If it is a correct second DD protocol - if the timing is "correct" for 2 rings - before the pin-15 of IC U2 becomes high there will be a pulse produced at pin-4 (count=3) of the same IC. See FIG. 8.K.
If the second DD protocol in not accurate - if the timing is "more" for 2 rings -before the pin-15 of IC U2 becomes high there will be yet another pulse produced at pin-10 (count=5) of the same IC. See FIG. 8.L.
For both DD protocols - if the timing is "less" condition - is taken care because immediately as the counter advances to the second count, the pulse produced at pln-2 of IC U2, resets the latching & logic module, as explained in the subsequent literature.
For both DD protocols "one count time" is taken as error tolerance, that means, during the first DD protocol if the counter advancing to count=7 and similarly for second DD protocol if the counter advancing to count=4 are accepted tolerance and are considered within limits.
Therefore for accurate DD protocols of a standard setting (4 Rings - 2 Rings), during first DDP a pulse should be produced at pin-1 (count=6) and during second DDP a pulse should be produced at pin-4 (count=3) of IC U2. Based on these ring timing detection, the logic module takes further necessary action as we shall see later. The channeling module, as discuss below, ensures that any other pulses other than the expected pulses are not taken into consideration.
Channeling module is used to control the latching module and it consists of two channels. Two of these channels are further divided as Channel -1-Set (Q9, R14, D8), Channel-1-Reset (Q10, R13, D9), Channel-2-Set (Q7, R16, 06) and Channel-2-Reset (Q8, R15, D7). During first DD protocol Channel - 1 is in operation and similarly Channel-2 is in operation during second DD protocol. During their respective operation a bit of information flows through them. They are operated by IC U4, a main part of Increment & Reset module. ICs U2 and U4 are both 4017s - decade counters. Please read above for IC details.

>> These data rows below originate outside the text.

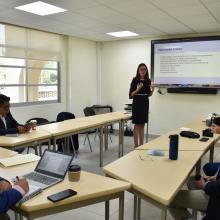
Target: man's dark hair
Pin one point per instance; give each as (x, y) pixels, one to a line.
(3, 99)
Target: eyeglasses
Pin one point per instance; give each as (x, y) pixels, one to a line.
(147, 158)
(142, 69)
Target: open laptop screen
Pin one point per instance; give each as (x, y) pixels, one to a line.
(54, 164)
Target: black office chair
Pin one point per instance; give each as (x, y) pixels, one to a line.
(73, 140)
(89, 111)
(40, 121)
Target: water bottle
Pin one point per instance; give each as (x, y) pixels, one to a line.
(174, 143)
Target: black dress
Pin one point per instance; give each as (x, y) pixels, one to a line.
(140, 105)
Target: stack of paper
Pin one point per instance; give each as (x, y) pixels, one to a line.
(19, 159)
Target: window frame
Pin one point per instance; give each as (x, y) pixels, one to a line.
(26, 85)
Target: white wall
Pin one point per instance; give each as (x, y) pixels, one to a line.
(48, 111)
(119, 62)
(78, 83)
(82, 83)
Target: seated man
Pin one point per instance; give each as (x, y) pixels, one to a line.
(210, 169)
(206, 199)
(10, 195)
(8, 125)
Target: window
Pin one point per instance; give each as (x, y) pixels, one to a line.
(28, 81)
(30, 64)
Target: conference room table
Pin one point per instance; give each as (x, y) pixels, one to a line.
(32, 138)
(158, 179)
(70, 127)
(91, 189)
(185, 143)
(153, 178)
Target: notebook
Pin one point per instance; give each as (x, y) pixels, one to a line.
(19, 159)
(33, 191)
(50, 170)
(4, 153)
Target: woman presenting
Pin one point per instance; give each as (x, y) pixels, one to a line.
(140, 90)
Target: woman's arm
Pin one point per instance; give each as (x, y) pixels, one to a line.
(134, 88)
(151, 89)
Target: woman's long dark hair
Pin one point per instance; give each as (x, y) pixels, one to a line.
(138, 74)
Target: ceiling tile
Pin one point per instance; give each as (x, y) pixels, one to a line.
(73, 5)
(207, 18)
(97, 12)
(132, 6)
(173, 3)
(68, 17)
(187, 10)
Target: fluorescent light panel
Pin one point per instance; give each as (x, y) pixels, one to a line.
(122, 34)
(40, 8)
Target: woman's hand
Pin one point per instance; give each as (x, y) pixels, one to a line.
(21, 129)
(215, 129)
(4, 185)
(152, 89)
(139, 86)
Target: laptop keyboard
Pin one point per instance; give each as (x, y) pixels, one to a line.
(40, 178)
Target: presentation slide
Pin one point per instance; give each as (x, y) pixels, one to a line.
(187, 63)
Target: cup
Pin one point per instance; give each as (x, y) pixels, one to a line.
(74, 172)
(174, 144)
(33, 124)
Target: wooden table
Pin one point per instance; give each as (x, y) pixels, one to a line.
(185, 144)
(80, 125)
(90, 189)
(155, 179)
(35, 137)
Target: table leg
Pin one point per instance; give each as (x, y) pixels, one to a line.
(107, 210)
(198, 167)
(119, 140)
(106, 137)
(121, 207)
(122, 138)
(139, 208)
(16, 216)
(163, 214)
(54, 143)
(40, 149)
(211, 153)
(49, 144)
(147, 130)
(135, 207)
(101, 147)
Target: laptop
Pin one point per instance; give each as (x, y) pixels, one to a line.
(50, 170)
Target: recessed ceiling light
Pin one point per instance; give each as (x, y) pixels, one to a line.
(123, 34)
(40, 8)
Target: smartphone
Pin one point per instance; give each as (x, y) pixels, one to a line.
(204, 139)
(62, 195)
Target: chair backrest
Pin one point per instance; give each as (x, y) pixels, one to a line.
(62, 116)
(88, 111)
(40, 121)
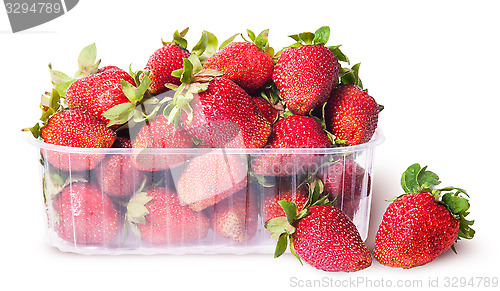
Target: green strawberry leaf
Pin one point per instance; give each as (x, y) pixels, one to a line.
(322, 35)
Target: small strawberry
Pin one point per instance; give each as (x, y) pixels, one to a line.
(85, 215)
(211, 177)
(343, 180)
(423, 223)
(305, 74)
(236, 217)
(248, 64)
(351, 114)
(159, 133)
(294, 131)
(164, 61)
(321, 235)
(158, 217)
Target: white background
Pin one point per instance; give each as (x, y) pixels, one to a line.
(433, 64)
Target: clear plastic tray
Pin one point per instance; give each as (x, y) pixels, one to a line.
(93, 197)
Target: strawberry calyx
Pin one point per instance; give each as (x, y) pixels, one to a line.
(283, 227)
(419, 180)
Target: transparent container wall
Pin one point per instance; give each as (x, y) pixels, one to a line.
(177, 201)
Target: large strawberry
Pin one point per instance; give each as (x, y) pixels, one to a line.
(85, 216)
(164, 61)
(158, 217)
(423, 223)
(351, 114)
(294, 131)
(159, 133)
(73, 128)
(211, 177)
(320, 235)
(247, 64)
(305, 74)
(236, 217)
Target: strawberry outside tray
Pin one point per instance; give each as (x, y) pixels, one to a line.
(185, 201)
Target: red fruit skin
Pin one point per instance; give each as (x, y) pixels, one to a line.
(209, 178)
(270, 208)
(268, 111)
(236, 217)
(415, 230)
(162, 63)
(169, 221)
(305, 77)
(243, 63)
(294, 131)
(96, 93)
(85, 215)
(225, 116)
(159, 133)
(343, 180)
(351, 114)
(73, 128)
(327, 240)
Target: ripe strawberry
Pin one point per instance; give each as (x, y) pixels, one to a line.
(344, 179)
(321, 235)
(162, 63)
(209, 178)
(73, 128)
(351, 114)
(236, 217)
(305, 74)
(159, 133)
(245, 63)
(224, 115)
(159, 218)
(85, 215)
(294, 131)
(98, 92)
(422, 224)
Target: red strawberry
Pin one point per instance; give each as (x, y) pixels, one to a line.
(344, 180)
(159, 133)
(351, 114)
(422, 224)
(294, 131)
(245, 63)
(236, 217)
(85, 215)
(305, 75)
(162, 63)
(161, 219)
(209, 178)
(224, 115)
(73, 128)
(321, 235)
(98, 92)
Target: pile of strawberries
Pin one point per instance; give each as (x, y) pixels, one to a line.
(241, 94)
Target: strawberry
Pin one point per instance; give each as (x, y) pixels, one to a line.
(423, 223)
(351, 114)
(211, 177)
(159, 133)
(99, 92)
(159, 218)
(294, 131)
(305, 74)
(343, 180)
(162, 63)
(85, 215)
(320, 235)
(246, 63)
(75, 129)
(236, 217)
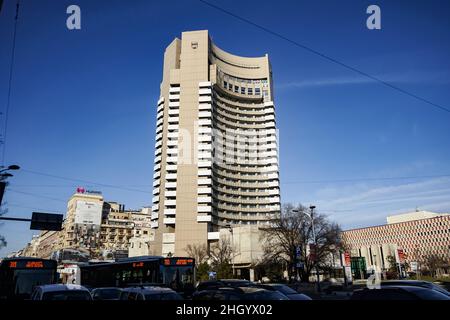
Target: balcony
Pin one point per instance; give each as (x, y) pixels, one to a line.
(204, 91)
(170, 203)
(169, 221)
(204, 99)
(154, 224)
(170, 193)
(203, 209)
(213, 235)
(204, 218)
(174, 90)
(168, 238)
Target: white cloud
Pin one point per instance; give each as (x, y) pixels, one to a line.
(405, 77)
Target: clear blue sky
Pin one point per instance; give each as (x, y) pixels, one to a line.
(83, 102)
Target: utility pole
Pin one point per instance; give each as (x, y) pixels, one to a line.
(315, 245)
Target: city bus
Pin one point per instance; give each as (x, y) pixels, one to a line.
(19, 276)
(175, 273)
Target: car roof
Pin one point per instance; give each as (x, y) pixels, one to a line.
(393, 287)
(148, 290)
(62, 287)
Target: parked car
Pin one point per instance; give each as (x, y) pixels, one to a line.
(214, 284)
(415, 283)
(238, 293)
(61, 292)
(331, 284)
(106, 293)
(398, 293)
(284, 289)
(149, 293)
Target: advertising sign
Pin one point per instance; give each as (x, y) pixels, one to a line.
(347, 259)
(88, 213)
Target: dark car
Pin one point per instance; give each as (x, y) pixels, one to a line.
(284, 289)
(106, 293)
(398, 293)
(215, 284)
(238, 293)
(61, 292)
(415, 283)
(149, 293)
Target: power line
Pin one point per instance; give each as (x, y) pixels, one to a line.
(364, 179)
(11, 69)
(326, 57)
(84, 181)
(37, 195)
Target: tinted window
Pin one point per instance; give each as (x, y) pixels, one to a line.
(170, 296)
(67, 295)
(430, 295)
(386, 294)
(265, 295)
(285, 289)
(204, 296)
(107, 294)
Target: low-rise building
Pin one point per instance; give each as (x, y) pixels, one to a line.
(409, 237)
(101, 229)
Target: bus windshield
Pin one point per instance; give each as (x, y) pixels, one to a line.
(20, 276)
(178, 278)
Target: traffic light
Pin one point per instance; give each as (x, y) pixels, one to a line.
(2, 186)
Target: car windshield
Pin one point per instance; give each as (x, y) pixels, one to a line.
(67, 295)
(107, 293)
(284, 289)
(431, 295)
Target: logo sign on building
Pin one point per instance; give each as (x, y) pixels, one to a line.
(312, 252)
(347, 259)
(89, 213)
(46, 221)
(401, 255)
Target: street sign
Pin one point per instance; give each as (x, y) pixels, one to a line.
(298, 252)
(348, 259)
(312, 252)
(46, 221)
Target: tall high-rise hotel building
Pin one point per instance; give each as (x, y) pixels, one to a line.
(216, 151)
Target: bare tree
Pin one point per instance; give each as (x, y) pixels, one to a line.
(292, 231)
(434, 263)
(197, 251)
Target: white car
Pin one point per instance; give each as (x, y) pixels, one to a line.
(61, 292)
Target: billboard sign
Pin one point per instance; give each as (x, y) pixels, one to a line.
(347, 259)
(46, 221)
(88, 212)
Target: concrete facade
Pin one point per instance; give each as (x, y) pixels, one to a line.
(216, 151)
(418, 234)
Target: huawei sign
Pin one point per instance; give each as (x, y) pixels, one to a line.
(81, 190)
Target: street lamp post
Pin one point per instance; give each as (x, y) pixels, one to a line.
(311, 217)
(232, 247)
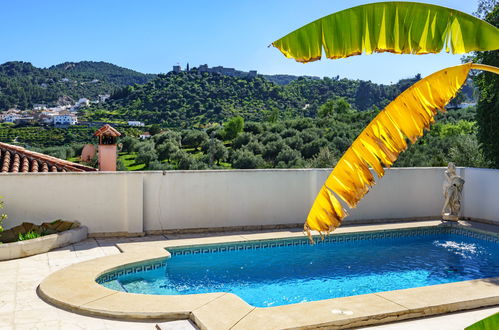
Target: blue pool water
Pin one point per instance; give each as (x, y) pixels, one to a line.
(298, 272)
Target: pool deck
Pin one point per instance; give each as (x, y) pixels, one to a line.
(74, 289)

However, IC U4 doesn't have a free running clock like IC U2. IC U4 counter advances when a pulse is applied to its pin-14. To enhance the pulse and to make it similar to a clock pulse, for proper advancement of the counter, a capacitor C5 and a resistor R25 are couple to the pin-14. For a standard setting of DD protocol (4 Rings - 2 Rings), the operating terminal of the Channel - 1 ("F") is coupled to the IC U4 pin-3 (count^^l) and the operating terminal of the Channel - 2 ("E") is couple to the IC U4 pin-2 (count=2). For other setting of DD protocol, say (2 Rings - 4 Rings) a simple swapping of F & E will serve the purpose. When DD protocol is (4 Rings - 4 Rings) or (2 Rings - 2 Rings) then F is connected to pins 3 & 2 or E is connected to pins 3 & 2 respectively.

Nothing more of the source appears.